Smaller local convenience stores in Canada, often had a CC charge added probably 20 or more years ago.
First time I personally experienced a credit/cash price discrepancy was around 2004, but I’m sure it was happening before that, I was just new to that level of economic participation.
In the early days of CC you were charged per transaction.
Then you weren’t.
Now they’re doing it again.
I’ve seen it vary by card and vendor many times.
Edit: by Early Days I mean when electronic clearing became ubiquitous in the early 90’s, as the clearing houses charged per cleared transaction. Before that you literally mailed the card that was imprinted via the credit card machine.
I’ve been in the POS business for 25 years, and deal with the credit card side a lot.
A very large part of this is POS companies often have a relationship with the credit card processor (or are owned by a processor), and make a lot of money from the processing fees. The higher the fee on the processing account, the more they make.

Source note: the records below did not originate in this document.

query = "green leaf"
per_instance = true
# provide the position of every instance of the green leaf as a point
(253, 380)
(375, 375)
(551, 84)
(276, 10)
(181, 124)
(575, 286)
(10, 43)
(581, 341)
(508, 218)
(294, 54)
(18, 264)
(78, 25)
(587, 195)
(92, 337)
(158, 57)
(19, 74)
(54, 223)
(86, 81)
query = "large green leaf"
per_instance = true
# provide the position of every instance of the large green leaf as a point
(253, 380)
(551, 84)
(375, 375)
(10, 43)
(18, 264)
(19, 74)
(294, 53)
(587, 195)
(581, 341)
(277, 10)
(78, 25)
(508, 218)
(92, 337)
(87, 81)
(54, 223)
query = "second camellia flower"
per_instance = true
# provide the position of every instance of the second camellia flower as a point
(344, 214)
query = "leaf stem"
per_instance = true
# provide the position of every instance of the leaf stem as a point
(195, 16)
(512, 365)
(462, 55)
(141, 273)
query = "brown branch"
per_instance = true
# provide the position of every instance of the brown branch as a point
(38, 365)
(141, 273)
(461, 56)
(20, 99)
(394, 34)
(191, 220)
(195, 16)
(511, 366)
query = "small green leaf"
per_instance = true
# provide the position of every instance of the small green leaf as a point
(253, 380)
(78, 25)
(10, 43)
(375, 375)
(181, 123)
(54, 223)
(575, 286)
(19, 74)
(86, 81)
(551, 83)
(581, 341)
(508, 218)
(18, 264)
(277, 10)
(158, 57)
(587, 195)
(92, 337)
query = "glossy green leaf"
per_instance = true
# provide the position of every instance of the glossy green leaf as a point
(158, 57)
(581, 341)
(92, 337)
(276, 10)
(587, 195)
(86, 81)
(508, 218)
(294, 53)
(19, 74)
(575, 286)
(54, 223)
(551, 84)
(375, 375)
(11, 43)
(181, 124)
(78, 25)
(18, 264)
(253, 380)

So they convince the merchant (restaurant or store) that they can have a free system by passing the cost to the customer. Often times they are just waiving the monthly subscription fee, but some will also give the merchant free hardware as well (with a multi year contract).
Then they jack up the fees on the processing side: Since the merchant no longer has to pay the 2.5% - 3% fee that they were paying before, they allow the credit card / POS company to charge them 3% - 4%, and then pass it to the customer.